Добро и зло в их существенном содержании определяются через наличность или отсутствие именно этих двух сочетающихся признаков: любви и одухотворения.
Человек духовен тогда и постольку, поскольку он добровольно и самодеятельно обращен к объективному совершенству, нуждаясь в нем, отыскивая его и любя его, измеряя жизнь и оценивая жизненное содержание мерою их подлинной божественности (истинности, прекрасности, правоты, любовности, героизма). Однако настоящую силу и цельность одухотворение приобретает только тогда, когда оно несомо полнотою (плеромою) глубокой и искренней любви к совершенству и его живым проявлениям. Без плеромы душа, даже с верною направленностью, раздроблена, экстенсивна, холодна, мертва, творчески непродуктивна.
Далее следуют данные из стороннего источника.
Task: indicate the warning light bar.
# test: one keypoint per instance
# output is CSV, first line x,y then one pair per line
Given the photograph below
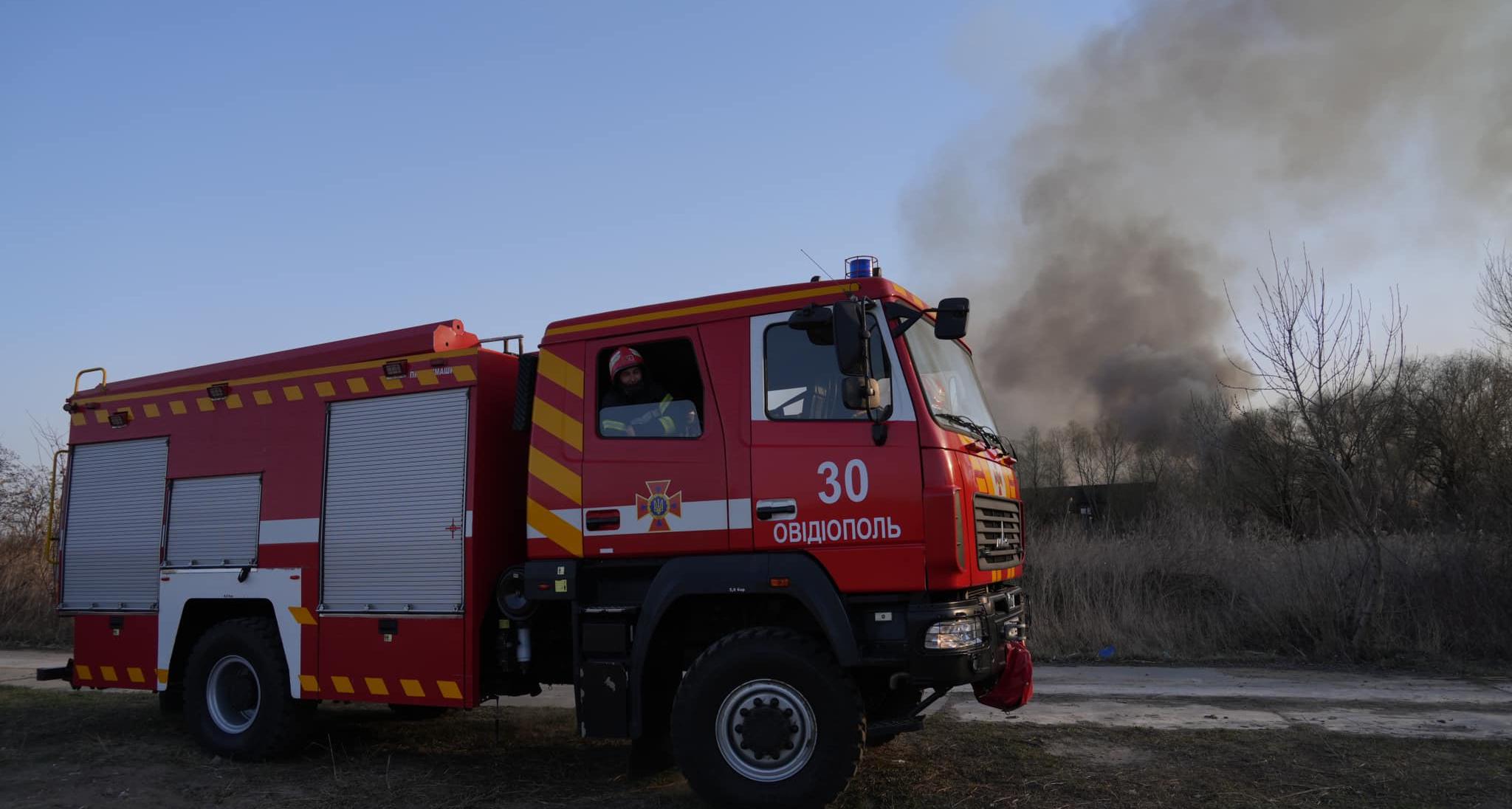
x,y
862,266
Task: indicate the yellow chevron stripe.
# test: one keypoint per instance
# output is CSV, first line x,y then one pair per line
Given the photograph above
x,y
555,528
557,422
555,475
561,372
274,377
701,309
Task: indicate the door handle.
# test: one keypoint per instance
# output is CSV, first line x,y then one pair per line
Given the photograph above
x,y
604,519
783,509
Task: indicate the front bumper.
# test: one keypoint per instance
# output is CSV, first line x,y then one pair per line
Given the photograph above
x,y
1000,669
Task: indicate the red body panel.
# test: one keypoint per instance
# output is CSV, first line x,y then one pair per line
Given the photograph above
x,y
424,663
123,657
272,422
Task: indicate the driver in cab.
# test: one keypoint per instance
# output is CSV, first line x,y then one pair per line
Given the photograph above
x,y
637,406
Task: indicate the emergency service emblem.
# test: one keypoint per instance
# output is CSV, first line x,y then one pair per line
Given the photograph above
x,y
658,506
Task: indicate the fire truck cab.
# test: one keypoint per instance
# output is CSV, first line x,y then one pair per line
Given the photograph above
x,y
750,531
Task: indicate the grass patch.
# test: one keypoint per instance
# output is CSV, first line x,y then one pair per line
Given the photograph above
x,y
61,749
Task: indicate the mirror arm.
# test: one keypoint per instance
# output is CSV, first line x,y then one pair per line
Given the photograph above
x,y
906,317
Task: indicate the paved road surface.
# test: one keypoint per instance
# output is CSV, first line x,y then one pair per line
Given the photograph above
x,y
1171,698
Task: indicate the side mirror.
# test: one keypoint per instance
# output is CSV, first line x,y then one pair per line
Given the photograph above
x,y
861,393
950,318
815,323
848,327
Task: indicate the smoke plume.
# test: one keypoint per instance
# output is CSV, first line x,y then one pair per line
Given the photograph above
x,y
1152,162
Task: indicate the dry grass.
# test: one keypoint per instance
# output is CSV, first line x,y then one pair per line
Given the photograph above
x,y
59,749
1181,588
26,598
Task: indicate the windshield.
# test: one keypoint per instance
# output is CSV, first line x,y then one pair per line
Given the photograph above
x,y
949,380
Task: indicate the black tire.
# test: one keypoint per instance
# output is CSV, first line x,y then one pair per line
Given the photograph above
x,y
418,711
704,722
253,675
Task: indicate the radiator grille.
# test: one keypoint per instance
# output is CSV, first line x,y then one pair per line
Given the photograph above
x,y
1000,533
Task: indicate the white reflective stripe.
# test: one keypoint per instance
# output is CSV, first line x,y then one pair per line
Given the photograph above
x,y
289,531
696,516
280,585
572,516
740,513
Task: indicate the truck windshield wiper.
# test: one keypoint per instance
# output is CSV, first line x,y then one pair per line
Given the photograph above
x,y
988,438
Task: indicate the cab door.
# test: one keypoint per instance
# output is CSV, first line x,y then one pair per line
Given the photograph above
x,y
822,481
658,487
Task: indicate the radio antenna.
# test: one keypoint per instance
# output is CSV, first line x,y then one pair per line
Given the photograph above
x,y
815,264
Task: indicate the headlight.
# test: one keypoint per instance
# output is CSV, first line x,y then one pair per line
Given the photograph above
x,y
958,634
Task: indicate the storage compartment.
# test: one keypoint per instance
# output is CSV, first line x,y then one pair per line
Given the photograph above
x,y
212,522
395,509
114,525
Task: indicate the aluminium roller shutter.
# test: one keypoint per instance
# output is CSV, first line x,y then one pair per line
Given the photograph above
x,y
213,520
395,484
114,528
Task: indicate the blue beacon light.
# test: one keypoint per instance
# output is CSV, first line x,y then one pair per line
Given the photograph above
x,y
862,266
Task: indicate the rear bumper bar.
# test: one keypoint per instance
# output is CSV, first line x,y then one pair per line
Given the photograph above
x,y
58,672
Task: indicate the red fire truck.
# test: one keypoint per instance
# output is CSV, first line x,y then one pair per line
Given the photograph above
x,y
753,563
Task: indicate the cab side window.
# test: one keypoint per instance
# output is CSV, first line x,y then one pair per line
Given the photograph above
x,y
803,379
650,390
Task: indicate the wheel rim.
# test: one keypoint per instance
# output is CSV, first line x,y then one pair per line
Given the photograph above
x,y
233,693
766,731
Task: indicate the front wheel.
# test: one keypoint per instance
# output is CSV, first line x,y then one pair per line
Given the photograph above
x,y
766,717
236,692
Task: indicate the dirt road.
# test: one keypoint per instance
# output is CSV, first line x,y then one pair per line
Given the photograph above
x,y
1172,699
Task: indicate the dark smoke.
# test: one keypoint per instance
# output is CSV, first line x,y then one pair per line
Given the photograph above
x,y
1193,128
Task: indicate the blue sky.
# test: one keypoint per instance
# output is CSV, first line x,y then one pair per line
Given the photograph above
x,y
193,182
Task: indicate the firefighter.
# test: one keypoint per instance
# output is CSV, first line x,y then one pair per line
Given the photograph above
x,y
634,404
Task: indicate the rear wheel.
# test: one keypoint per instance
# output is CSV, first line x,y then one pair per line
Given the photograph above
x,y
766,717
236,692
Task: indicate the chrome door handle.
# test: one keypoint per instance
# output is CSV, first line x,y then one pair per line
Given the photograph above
x,y
782,509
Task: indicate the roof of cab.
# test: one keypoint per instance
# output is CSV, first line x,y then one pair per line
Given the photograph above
x,y
718,307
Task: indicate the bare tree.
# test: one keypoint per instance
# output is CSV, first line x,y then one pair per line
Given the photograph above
x,y
1031,458
1053,469
1082,445
1113,450
1494,298
1316,357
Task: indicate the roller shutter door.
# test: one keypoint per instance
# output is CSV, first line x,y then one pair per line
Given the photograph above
x,y
114,528
213,520
395,486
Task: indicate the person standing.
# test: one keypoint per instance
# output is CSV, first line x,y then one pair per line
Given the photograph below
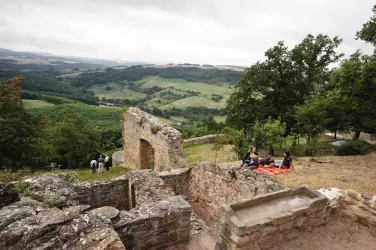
x,y
93,165
100,164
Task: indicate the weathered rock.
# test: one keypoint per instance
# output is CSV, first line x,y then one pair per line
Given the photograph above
x,y
53,228
145,135
7,194
212,185
52,190
107,211
118,158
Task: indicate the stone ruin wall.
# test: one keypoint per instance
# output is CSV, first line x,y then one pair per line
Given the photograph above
x,y
211,186
199,140
164,140
105,193
178,180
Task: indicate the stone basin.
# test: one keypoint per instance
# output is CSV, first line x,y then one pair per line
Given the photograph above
x,y
262,221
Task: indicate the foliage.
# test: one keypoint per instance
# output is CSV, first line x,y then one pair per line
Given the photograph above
x,y
17,127
240,142
155,129
268,135
368,32
355,83
353,147
72,140
218,144
285,79
311,118
19,187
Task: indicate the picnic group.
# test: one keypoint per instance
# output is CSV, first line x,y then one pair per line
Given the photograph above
x,y
252,160
100,164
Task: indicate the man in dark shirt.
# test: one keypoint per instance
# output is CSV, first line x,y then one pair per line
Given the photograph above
x,y
268,161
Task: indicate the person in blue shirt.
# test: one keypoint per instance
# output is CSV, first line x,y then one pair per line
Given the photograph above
x,y
286,161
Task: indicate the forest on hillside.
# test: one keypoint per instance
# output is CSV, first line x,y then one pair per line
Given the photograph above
x,y
292,93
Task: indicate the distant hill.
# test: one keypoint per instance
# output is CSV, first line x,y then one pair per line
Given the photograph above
x,y
22,60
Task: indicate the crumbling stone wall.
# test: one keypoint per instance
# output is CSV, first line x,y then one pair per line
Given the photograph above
x,y
140,130
118,158
211,186
177,179
263,233
199,140
113,192
159,217
8,195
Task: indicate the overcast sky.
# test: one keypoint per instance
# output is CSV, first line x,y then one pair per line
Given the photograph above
x,y
196,31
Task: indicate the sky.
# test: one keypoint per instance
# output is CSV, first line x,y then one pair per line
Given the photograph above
x,y
232,32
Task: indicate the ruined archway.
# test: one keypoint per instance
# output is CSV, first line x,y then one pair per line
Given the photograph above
x,y
145,136
146,155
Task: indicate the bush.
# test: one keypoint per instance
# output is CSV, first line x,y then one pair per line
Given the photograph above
x,y
353,147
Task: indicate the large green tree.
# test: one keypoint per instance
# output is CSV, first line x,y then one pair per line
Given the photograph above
x,y
311,118
74,139
286,78
17,127
368,31
355,83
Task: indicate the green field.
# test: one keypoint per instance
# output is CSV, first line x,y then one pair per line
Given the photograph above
x,y
36,104
194,101
151,81
218,118
116,92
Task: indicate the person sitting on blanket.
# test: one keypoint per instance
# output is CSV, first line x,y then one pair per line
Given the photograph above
x,y
248,158
286,161
268,161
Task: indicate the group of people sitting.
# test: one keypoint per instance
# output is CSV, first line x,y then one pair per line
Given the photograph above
x,y
253,161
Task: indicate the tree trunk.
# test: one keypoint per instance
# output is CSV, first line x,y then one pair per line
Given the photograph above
x,y
271,151
357,134
308,139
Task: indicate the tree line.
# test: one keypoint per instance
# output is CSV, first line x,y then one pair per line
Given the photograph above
x,y
298,88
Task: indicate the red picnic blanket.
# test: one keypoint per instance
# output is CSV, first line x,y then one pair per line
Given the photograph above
x,y
273,171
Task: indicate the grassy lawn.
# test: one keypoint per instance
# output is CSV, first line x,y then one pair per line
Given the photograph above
x,y
151,81
194,101
36,104
81,175
178,118
116,92
86,175
204,152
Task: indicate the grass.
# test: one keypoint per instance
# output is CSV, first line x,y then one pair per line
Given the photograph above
x,y
194,101
178,118
204,152
219,118
151,81
36,104
85,175
116,92
346,172
81,175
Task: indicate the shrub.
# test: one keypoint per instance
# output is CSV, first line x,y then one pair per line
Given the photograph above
x,y
353,147
155,129
20,187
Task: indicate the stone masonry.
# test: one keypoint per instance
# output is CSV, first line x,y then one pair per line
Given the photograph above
x,y
150,143
211,186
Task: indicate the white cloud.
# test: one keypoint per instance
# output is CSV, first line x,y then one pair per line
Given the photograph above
x,y
217,32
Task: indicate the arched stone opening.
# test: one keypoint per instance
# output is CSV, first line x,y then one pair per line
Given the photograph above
x,y
146,155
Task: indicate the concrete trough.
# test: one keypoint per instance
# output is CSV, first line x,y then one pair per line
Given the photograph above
x,y
263,221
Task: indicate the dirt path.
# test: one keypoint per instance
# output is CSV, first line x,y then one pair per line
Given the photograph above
x,y
371,139
346,172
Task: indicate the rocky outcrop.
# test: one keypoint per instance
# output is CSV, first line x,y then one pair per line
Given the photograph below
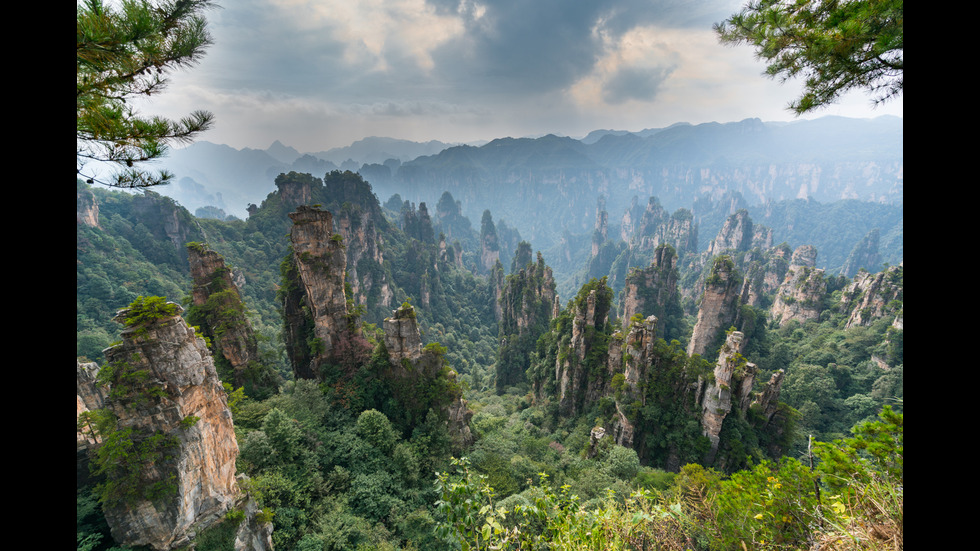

Человек любовен тогда и постольку, поскольку он обращен к жизненному содержанию силою приемлющего единения, тою силою, которая устанавливает живое тождество между приемлющим и приемлемым, увеличивая до беспредельности объем и глубину первого и сообщая второму чувства прощенности, примиренности, достоинства, силы и свободы. Однако любовь приобретает настоящий предмет для своего единения и свою настоящую чистоту только тогда, когда она одухотворяется в своем направлении и избрании, т. е. обращается к объективно-совершенному в вещах и в людях, приемля именно его и вступая в живое тождество именно с ним. Без духовности – любовь слепа, пристрастна, своекорыстна, подвержена опошлению и уродству.
Согласно этому, добро есть одухотворенная (или, иначе, религиозно-опредмеченная, от слова «предмет») любовь, зло – противодуховная вражда. Добро есть любящая сила духа, зло – слепая сила ненависти. Добро по самой природе своей религиозно – ибо оно состоит в зрячей и целостной преданности Божественному. Зло по самому естеству своему противорелигиозно, ибо оно состоит в слепой, разлагающейся отвращенности от Божественного. Это значит, что добро не есть просто «любовь» или просто «духовная» зрячесть: ибо религиозно-неосмысленная страстность и холодная претенциозность не создадут святости. И точно так же это значит, что зло не есть просто «вражда» или просто «духовная слепота»: ибо вражда ко злу не есть зло и беспомощное метание непрозревшей любви не составляет порочности. Только духовно-слепой может восхвалять любовь как таковую, принимая ее за высшее достижение, и осуждать всякое проявление враждебного отвращения. Только человек, мертвый в любви, может восхвалять верный духовный вкус как таковой, принимая его за высшее достижение, и презирать искреннее и цельное заблуждение духовно-непрозревшей любви. Такова сущность добра и зла, и, может быть, христианскому сознанию достаточно вспомнить о наибольшей Евангельской заповеди (полнота любви к совершенному Отцу), для того чтобы в нем угасли последние сомнения.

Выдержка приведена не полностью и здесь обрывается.